Red Eagle's son hurried to Singing Bird. "Let them stay with us. I like the palefaces. I will look after them."

"No," she answered. "They cannot stay."

"Let us stay with you," pleaded Rachel. "We are not afraid of your people. You are kind to us."

"I am trying to help you," said Black Hawk as he joined them. "My followers and I are trying to escape from the white soldiers. We have to go on. These Indians," he pointed to the waiting Winnebago braves, "are friends of the white people. They will take you back to your friends."

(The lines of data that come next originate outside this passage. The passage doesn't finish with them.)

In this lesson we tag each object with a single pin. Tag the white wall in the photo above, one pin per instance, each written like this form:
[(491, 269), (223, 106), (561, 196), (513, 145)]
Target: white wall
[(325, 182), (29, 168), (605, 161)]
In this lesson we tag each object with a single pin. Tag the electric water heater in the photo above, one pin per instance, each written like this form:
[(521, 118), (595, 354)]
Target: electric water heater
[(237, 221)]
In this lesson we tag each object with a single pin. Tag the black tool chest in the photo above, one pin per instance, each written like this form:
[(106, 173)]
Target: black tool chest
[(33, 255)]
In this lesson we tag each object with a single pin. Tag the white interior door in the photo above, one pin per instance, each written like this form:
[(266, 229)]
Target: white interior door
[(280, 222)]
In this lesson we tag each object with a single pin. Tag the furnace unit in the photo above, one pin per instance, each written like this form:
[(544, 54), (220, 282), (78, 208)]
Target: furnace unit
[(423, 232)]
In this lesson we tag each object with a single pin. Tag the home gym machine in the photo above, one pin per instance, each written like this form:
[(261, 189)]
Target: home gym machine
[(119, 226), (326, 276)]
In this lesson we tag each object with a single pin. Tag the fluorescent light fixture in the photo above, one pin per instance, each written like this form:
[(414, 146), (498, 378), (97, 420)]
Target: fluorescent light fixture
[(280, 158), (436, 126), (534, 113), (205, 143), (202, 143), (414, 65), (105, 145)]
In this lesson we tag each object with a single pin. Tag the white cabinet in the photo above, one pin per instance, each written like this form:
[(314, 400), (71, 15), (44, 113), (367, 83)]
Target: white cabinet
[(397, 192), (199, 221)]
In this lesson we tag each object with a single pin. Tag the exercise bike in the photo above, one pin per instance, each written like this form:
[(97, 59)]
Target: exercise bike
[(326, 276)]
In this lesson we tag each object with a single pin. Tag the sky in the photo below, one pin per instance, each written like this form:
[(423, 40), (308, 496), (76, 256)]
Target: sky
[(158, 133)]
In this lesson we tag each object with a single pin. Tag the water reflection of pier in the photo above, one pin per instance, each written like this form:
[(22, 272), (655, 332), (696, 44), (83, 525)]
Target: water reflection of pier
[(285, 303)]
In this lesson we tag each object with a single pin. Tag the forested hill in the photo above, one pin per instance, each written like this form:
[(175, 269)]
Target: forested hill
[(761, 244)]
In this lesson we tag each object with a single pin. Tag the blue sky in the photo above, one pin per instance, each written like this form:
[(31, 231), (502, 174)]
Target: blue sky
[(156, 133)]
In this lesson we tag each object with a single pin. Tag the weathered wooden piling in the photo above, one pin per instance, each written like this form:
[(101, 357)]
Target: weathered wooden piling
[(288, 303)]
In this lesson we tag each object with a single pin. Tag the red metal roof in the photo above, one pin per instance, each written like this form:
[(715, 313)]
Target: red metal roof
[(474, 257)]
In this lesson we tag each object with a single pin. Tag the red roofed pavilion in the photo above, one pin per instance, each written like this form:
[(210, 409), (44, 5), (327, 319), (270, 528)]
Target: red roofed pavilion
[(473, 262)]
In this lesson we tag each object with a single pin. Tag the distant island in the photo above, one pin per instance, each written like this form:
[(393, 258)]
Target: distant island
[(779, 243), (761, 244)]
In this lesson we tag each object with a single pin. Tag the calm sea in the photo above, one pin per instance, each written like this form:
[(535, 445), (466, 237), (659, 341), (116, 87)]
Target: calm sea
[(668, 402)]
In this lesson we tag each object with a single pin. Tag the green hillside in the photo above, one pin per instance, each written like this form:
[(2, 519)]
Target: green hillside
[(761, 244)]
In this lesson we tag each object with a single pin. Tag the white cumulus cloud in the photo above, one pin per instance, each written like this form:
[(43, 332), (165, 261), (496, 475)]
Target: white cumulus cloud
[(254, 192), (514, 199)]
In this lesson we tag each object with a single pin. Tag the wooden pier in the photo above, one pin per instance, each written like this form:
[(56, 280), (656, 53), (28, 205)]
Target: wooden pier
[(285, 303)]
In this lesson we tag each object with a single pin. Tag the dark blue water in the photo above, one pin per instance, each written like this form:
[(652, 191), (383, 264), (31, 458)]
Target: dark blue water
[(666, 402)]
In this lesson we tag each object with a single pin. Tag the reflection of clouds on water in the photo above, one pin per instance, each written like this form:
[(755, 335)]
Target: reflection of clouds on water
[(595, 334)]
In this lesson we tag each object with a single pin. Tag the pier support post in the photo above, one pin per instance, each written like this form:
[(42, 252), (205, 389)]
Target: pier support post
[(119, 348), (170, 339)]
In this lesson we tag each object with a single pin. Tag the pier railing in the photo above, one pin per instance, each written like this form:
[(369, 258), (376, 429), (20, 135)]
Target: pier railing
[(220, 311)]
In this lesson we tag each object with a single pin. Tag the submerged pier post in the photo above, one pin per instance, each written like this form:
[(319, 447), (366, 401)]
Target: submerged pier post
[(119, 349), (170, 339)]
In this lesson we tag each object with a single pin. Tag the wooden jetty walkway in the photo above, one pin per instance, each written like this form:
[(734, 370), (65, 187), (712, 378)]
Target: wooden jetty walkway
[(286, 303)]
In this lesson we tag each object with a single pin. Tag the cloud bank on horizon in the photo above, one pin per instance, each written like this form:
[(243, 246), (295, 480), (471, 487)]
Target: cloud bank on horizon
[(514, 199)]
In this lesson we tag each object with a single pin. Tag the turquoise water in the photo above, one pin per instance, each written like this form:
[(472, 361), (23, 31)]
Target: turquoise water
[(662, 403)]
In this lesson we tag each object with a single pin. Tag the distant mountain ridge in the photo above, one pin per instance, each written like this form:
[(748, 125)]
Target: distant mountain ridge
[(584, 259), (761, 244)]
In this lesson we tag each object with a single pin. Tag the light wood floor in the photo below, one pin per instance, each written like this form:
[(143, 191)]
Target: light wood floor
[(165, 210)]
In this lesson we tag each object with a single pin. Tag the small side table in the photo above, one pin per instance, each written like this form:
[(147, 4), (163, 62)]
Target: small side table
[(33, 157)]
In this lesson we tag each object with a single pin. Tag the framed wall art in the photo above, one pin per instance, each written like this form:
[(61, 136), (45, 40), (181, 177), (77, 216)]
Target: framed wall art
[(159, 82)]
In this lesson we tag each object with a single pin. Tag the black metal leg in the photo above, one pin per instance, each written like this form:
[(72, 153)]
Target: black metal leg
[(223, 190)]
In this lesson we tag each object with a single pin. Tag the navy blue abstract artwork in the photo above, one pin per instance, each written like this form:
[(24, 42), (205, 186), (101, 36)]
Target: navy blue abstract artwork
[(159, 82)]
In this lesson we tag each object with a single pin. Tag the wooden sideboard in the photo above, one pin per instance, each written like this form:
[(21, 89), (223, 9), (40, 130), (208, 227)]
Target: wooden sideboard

"Let us stay with you," pleaded the girls.

"You cannot—you must go."

"If they cannot stay, let me cut a lock of hair from this squaw's head," said Red Eagle's son looking at Rachel.

A short time later Sylvia, Rachel, and the Winnebago braves left Black Hawk's camp. They rode on horseback until they came to the Winnebago village. From there they returned to their own people.

As soon as Sylvia and Rachel Hall left the village Black Hawk sent for Red Eagle.

"We cannot stay here," said Black Hawk. "I must get my people to safety. Then we can live in peace. Neapope and twenty braves will remain in the rear. They will watch for the white soldiers."

In the early morning Black Hawk and his people left their camp. He and Red Eagle marched in front of the long line of fleeing people.

These were sad and unhappy days for Black Hawk. His people were starving.

"I have learned many things the past few months," said Black Hawk. "The white men are brave. They, too, are fighting to protect their women and children."

"Are you taking the white man's part?" questioned Red Eagle.

"No," Black Hawk answered. "They are my enemies, but I cannot lie about them."

"Black Hawk, we have been friends for many years. We were boys together. Now we are old. All these years I have followed you. Do you know why?"

"Because we both are Sauks?"

"No! Because you have always been a great chief. You are without fear. You are honest and you are kind."

"I am a patriot, Red Eagle. I fought only to protect my people. If I can save them now I will not fight again."

"You have not failed in your trust," said Red Eagle quietly.